Feminism, Body-Hair Activism and Anti-Capitalism

December 31, 2012

Bodyhair

Over the past year there has been a resurgence in body-hair activism and discussion within the feminist community. From the appearance of Those Pesky Dames – a video-blogging collective – on Cherry Healey’s ‘How to Get a Life’ on BBC3, to Emer O’Toole’s spot on This Morning, to the Armpits4August campaign launched over the summer which encouraged women to stop shaving in order to raise money and awareness for Polycystic Ovary Syndrome charity Verity, the image of the hairy-legged, bushy-pitted feminist has returned unapologetically.

However, it is still the case that whenever an unshaven woman (this term includes both cis and trans women as well as non-binary people) ‘dares’ to show her body hair in public, she is met with a barrage of criticism regarding her appearance. See, for example, Pixie Lott’s ‘fashion faux pas’ of attending a film premiere this summer without first having waxed her armpits. Amidst these hysterical cries which denounce body hair on women as dirty, unhygienic, ‘unnatural’ or ‘unfeminine’, there are two recurring themes, both of which centre around the notion of ‘free choice’: firstly, the claim that a woman is free to stop shaving her arms/legs/pubic area so long as she ‘accepts’ the fact that no man will ever find her sexually attractive again; secondly, the statement made by some women who say ‘but I choose to continue shaving as it just looks and feels better!’

The first is perhaps easier to refute, in that it is patently untrue: I know plenty of women who are hairy and have successful relationships with men. Furthermore, it is likely that not all of these women are attracted to men and so couldn’t care less whether they are attractive to them or not. Finally – and most importantly – the act of choosing to stop shaving is and should be made, first and foremost, for the woman herself. Of course, no individual exists in a vacuum, and we are all subject to structures of oppression such as patriarchy, capitalism, racism, homophobia and transphobia, ableism and so on; these structures manifest themselves not only via state apparatuses and institutions such as the media but also crop up in our interpersonal relationships and influence our individual choices. Nevertheless, there remains space for resistance and autonomy.

Secondly, many women ‘choose’ to continue removing their body hair, but to what extent can this be considered a free choice within a patriarchal, capitalist society? When every single media image we see of women is hairless and shaved, waxed or photo-shopped to perfection? When hairy women are derided both online and offline for the state of their body? When waxing salons offer their services to pre-teens, and firms such as Gillette spend millions of pounds every year on marketing?

My intention is not to shame women who continue to shave, and I am aware that when it comes to embracing one’s body hair the stakes are different for all of us; it is probably much easier for me as a white, middle-class person to do this than it might be for a trans woman, a working-class woman or a woman of colour.
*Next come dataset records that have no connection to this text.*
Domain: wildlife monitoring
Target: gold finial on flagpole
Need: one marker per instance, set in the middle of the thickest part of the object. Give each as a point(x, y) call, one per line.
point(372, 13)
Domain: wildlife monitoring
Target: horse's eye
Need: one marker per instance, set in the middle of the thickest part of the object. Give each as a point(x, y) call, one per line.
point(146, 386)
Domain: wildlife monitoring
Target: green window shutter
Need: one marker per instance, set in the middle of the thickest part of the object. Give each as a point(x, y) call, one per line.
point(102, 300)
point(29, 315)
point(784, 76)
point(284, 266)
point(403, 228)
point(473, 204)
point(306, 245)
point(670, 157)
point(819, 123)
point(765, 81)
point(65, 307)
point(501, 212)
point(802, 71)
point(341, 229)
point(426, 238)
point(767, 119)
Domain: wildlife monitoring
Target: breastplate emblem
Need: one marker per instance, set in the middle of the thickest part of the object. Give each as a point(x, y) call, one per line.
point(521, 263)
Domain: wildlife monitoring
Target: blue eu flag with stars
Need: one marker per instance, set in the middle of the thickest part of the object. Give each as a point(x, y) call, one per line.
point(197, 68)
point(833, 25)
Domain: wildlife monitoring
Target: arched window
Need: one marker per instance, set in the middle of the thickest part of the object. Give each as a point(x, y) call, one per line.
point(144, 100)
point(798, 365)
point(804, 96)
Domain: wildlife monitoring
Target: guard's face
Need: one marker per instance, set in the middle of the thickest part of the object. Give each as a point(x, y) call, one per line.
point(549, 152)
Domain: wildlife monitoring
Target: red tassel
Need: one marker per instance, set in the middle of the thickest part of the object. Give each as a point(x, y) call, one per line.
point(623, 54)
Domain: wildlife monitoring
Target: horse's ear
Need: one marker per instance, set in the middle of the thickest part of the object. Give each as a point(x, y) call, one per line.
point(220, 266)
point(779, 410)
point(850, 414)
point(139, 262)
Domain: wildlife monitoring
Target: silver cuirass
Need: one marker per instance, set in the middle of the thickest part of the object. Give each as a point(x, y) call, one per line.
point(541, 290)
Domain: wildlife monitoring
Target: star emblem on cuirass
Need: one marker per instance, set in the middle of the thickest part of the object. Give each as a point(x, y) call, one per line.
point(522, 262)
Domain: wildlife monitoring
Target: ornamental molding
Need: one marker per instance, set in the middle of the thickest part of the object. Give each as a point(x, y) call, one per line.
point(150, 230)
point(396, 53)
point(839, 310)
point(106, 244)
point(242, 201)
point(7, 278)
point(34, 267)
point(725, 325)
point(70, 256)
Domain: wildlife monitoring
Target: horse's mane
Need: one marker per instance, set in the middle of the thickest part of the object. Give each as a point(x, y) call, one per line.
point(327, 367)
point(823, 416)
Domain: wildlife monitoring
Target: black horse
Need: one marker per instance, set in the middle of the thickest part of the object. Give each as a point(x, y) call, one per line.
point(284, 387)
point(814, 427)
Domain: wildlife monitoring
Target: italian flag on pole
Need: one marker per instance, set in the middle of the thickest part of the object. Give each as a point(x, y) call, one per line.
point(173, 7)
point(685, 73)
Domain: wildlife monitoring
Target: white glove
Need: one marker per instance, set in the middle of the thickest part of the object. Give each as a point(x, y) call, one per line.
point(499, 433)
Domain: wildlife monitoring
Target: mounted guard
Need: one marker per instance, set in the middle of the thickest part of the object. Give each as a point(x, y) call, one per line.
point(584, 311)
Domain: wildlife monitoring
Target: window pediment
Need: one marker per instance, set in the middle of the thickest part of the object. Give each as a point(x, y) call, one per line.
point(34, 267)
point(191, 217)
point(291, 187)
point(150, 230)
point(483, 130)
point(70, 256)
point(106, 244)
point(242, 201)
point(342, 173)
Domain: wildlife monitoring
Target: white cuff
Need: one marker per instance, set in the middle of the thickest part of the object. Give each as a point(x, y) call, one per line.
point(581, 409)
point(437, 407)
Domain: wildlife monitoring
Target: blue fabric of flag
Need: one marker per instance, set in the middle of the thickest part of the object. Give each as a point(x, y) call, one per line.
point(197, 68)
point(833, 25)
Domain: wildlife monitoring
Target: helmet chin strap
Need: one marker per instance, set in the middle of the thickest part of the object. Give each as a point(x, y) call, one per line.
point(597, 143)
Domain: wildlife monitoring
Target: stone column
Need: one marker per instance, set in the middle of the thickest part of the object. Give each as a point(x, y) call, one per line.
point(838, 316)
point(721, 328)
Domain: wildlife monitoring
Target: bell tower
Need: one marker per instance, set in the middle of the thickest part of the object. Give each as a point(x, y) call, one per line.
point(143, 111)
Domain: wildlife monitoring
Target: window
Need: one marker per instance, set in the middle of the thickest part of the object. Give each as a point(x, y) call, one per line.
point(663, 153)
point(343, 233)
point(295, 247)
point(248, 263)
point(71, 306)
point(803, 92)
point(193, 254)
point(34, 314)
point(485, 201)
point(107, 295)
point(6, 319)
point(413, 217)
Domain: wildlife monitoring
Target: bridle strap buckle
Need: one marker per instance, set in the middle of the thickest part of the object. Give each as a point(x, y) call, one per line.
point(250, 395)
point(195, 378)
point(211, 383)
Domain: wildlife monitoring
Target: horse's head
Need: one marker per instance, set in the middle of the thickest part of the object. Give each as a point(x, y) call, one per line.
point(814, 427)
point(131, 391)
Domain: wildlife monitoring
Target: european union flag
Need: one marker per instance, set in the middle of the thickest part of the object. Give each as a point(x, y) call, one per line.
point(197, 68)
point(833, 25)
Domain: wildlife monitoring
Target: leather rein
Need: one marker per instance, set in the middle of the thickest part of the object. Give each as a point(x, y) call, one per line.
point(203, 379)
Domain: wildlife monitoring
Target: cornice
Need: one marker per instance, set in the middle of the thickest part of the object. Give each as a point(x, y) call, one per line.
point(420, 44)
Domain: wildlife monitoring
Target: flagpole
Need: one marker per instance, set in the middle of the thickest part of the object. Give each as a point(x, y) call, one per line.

Even so, I think it is still useful for us to question why it is that many people believe that hairless women are inherently more desirable.

Body hair removal did not become a widespread practice in modern Europe until the 1920s, when hemlines rose and sleeveless dresses came into fashion. Razor manufacturers at the time saw this as an opportunity to create a new market, and soon started putting out adverts to stimulate demand for hair-removal products. Patriarchy and capitalism worked (and continue to work) together in order to foster insecurities in women and thus encourage them to buy more products. And because the idealised image of a hairless woman is impossible to maintain, women are encouraged not only to perpetually spend money on depilatory practices but also to participate in a never-ending, time-consuming cycle of hair removal: just one aspect of what Naomi Wolf has termed ‘beauty work’, or the extra labour that women are expected to perform in order to look even half-way respectable.

It is clear, then, that the act of hair removal is not simply influenced by patriarchy but also by capitalism and its imperative to consume endlessly. This is why for women throwing away the razor is still a radical act of both feminism and anti-capitalism. If the personal is political then the act of not shaving can be seen as an example of direct action. Refusing to depilate is a step towards body positivity and self-love whilst sticking two fingers up to the ad-man. It is a fuck-you to gender-policing homophobes and transphobes and a rejection of the anxiety-inducing, body-shaming messages of the beauty and fashion industries. Until every woman has the real choice to leave her house hairy and unshaven and not be subjected to harassment and criticism, there is a need for body-hair activism. As Janet Fraser once said, “all that time I save in body hair removal, I devote to revolution.”